Can averages be calculated one value at a time? I'm writing some code which calculates some averages. Obviously, the traditional way to calculate any average is to add up all the values, and then divide by the number of values. 
However, in the mechanism I'm working on, I find it much easier to add and calculate the averages one at a time, as in add a new value to the averaged total, and then divide by two each time (since each time there are two numbers being added). But I'm not sure how accurate it would be. 
Can I calculate averages this way? Or is it not reliable?

NOTE: I began writing this question originally, and while coming up with an example, found my answer. So I added an answer with my question at the same time.
 A: (I'm answering my question Q/A style)
Imagine this set of numbers:
1, 2, 3, 4, 5

The traditional method is:
((1 + 2 + 3 + 4 + 5) / 5) = 3

What you are proposing is:
((1 + 2) / 2) = 1.5
((1.5 + 3) / 2) = 2.25
((2.25 + 4) / 2) = 3.125
((3.125 + 5) / 2) = 4.0625

So no, this proposed method of calculating an average does not work.
3 <> 4.0625

Not to mention, even if it did work, it would be much slower anyway.
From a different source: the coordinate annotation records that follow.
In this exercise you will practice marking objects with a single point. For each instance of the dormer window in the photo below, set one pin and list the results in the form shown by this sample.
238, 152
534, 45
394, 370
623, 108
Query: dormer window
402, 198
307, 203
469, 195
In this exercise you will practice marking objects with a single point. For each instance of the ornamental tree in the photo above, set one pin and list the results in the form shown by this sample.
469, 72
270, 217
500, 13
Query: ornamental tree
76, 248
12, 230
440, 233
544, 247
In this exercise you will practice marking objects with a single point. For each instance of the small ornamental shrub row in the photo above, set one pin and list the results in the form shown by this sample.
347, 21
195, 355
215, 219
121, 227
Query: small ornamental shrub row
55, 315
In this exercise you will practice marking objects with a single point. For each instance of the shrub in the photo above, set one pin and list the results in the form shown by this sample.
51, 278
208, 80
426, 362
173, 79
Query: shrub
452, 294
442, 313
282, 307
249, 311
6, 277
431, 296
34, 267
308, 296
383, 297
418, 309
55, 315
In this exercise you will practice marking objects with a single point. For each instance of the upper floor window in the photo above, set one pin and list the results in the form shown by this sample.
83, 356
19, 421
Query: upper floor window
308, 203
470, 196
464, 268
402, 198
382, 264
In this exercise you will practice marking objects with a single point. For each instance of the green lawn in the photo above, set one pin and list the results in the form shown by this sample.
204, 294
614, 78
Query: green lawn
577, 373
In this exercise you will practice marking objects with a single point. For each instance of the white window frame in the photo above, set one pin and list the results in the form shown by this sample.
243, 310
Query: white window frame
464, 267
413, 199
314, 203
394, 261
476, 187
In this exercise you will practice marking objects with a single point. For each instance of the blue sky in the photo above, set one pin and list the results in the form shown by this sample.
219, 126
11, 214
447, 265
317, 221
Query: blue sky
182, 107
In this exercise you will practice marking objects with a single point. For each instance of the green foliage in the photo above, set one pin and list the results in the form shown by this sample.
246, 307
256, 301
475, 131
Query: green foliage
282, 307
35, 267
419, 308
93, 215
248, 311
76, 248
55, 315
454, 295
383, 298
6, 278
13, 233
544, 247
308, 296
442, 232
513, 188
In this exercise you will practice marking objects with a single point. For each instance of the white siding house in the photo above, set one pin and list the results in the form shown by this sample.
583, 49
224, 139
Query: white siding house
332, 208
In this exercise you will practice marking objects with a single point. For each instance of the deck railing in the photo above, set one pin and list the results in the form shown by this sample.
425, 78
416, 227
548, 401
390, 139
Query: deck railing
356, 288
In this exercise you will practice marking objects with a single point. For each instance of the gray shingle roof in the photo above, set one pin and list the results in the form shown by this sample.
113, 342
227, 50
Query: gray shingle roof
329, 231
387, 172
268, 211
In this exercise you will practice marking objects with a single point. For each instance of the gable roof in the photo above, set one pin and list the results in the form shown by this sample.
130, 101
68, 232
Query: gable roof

What you could do instead is to continue adding the values together, and elsewhere keep track of the number of values. Each time you add a value, also increment the number of values added. Then, at any given point, you are able to calculate the average...
(1 + 2) = 3       C = 2     (3 / 2) = 1.5
(3 + 3) = 6       C = 3     (6 / 3) = 2
(6 + 4) = 10      C = 4     (10 / 4) = 2.5
(10 + 5) = 15     C = 5     (15 / 5) = 3


In any case, the moral of the story is that you still need to add all the values together, and then divide by the number of values. You can keep a sum of all values, but you also need to keep a count of the values which have been added to that sum.
A: Here is a reference
of a quite accurate algorithm
for getting the average
of a series of
floating point numbers:
https://en.wikipedia.org/wiki/Kahan_summation_algorithm
If you also want to
compute the variance,
look here:
https://en.wikipedia.org/wiki/Algorithms_for_calculating_variance
A good reference is this:
https://people.eecs.berkeley.edu/~wkahan/Math128/MeanVar.pdf